Koen THEYS


Sous le titre Les maternelles, Koen Theys présente une série de quarantequatre tirages cibachrome (60 X 90 cm chaque) qui questionne les possibles statuts de la photographie, la pertinence de son utilisation dans le cadre de stratégies artistiques fondées sur la relation, l'appropriation et le déplacement autant que la qualité de la sensibilisation aux pratiques artistiques en milieu scolaire. Suite à sa dernière exposition à la galerie Xippas (Voir le Monde, jouir du confort, 1998), l'artiste a pris conscience que ses procédures créatives -appropriation de formes et d'images préexistantes, recopiage, découpage, déplacement- étaient en bien des points comparables à celles appliquées par les élèves des maternelles sous la direction des instituteurs. Se rendant dans des écoles de Bruxelles et de ses environs, il a commencé un travail de documentation photographique destiné à nourrir sa propre démarche d'idées et de dispositifs nouveaux. L'expérience des visites de salles de classe et le tirage des premiers clichés réalisés a convaincu Theys de la pertinence de cette démarche dans le cadre de son œuvre. Il allait multiplier les prises de vues (il en a finalement réalisé environ deux mille cinq cents dans cent cinquante écoles) pour en exposer une sélection.

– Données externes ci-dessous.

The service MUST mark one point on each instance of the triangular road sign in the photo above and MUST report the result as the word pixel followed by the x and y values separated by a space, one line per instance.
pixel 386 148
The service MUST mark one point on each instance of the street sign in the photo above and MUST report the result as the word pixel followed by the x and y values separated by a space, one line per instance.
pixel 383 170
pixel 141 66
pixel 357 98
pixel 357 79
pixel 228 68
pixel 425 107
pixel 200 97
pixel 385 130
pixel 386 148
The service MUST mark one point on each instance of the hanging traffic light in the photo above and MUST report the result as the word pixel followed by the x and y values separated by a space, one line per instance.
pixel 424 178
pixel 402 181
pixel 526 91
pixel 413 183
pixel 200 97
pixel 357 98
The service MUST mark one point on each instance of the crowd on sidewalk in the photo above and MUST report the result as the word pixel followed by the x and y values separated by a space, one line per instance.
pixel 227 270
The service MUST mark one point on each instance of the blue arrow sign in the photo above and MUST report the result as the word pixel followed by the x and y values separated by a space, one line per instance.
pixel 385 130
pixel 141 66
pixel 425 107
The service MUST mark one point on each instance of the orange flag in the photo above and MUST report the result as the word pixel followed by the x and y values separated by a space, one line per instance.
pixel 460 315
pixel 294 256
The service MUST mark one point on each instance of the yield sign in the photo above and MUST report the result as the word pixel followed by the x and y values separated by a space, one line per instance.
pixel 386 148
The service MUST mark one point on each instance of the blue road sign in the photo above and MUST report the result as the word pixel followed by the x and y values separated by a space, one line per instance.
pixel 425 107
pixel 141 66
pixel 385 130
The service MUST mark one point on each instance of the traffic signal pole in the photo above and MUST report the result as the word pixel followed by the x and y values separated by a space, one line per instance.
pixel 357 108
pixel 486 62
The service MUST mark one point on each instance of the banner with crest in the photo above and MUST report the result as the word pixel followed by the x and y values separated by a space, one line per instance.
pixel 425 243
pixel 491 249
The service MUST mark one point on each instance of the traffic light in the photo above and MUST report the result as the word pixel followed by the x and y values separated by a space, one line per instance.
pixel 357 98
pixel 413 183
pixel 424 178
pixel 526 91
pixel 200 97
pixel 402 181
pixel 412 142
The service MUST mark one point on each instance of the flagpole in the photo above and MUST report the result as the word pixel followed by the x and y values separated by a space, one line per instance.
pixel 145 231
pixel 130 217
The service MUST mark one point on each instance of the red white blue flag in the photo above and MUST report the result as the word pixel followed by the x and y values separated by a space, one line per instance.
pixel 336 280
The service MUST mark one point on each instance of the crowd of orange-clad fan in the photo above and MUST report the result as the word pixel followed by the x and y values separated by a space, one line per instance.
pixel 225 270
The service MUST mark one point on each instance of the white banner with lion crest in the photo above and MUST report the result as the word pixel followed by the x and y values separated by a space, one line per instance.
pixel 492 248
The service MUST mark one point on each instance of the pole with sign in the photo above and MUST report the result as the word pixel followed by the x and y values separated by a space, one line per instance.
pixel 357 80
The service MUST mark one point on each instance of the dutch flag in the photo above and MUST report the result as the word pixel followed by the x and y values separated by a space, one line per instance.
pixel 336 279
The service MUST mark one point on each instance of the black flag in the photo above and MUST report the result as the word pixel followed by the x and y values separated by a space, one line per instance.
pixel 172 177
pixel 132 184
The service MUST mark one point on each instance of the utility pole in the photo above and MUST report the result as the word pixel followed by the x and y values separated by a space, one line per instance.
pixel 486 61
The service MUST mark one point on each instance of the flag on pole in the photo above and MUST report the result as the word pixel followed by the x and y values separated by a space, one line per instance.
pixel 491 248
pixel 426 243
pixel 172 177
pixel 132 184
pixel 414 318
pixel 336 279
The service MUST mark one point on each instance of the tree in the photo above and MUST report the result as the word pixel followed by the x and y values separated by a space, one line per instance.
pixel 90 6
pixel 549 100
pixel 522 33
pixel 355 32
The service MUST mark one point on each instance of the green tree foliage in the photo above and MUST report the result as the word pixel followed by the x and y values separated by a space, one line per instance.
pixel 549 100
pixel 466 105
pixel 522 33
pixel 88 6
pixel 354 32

Le souci documentaire avait induit des cadrages en gros plan, au plus près des travaux d'enfants et de leur disposition dans la salle de classe. Les conditions souvent contraignantes des visites de l'artiste (méfiance, surveillance serrée) ne rendaient possibles que des prises de vues rapides, réalisées à la lumière naturelle ou à l'aide d'un éclairage direct au flash et sans aucune intervention sur les sujets. Aucune ambition esthétique ne présidait donc à la réalisation de ces clichés et c'est certainement ce qui fait leur force. Le matériel sommaire utilisé et l'habileté du photographe ont été seulement employés afin de garantir l'efficacité documentaire des images produites.

Considérées comme bonnes ou belles si efficaces, ces images rappellent celles, également documentaires et fonctionnelles, que l'artiste avait trouvées dans les archives de la Caisse des dépôts et consignations et exposées quai Voltaire, dans la galerie de l'institution à la fin de l'année dernière (il s'agissait de photos de lotissements construits par la Caisse entre 1960 et 1980).

Les Maternelles est aussi un nouveau développement de la stratégie artistique de Theys. Si par le passé, il a réalisé des images à partir d'un matériel iconographique préexistant, ou a fait œuvre de sélectionner et d'exposer des images documentaires dans un contexte particulier, il s'approprie par la photographie documentaire des formes plastiques et des situations de monstration que l'on pourrait dire "paraartistiques". Ce faisant, au-delà des formes et des situations, par la photographie, au delà d'une réflexion sur la corrélation d'une subjectivité du regard et de l'objectivité de la photographie, il stigmatise le jeu complexe des intentions, tentatives et tensions dont "l'art à l'école" est le théâtre permanent.

Parole d'adulte criée aux enfants, l'exposition a un sous-titre : "Allez les enfants. taisez-vous et dessinez! Il y a un artiste dans la classe". Son autoritarisme correspond à la violence des libertés prises, des effractions commises, des réponses données plastiquement par les enfants aux injonctions pédagogiques des maîtres. Reproduis le modèle, Cœurs rouges, La poubelle, Les barbouillés, ... affublées de titres anodins ou enfantins, ce sont bien de crimes sauvages, de faits de guerre et d'actes de "barbarie" dont les photographies de Koen Theys témoignent.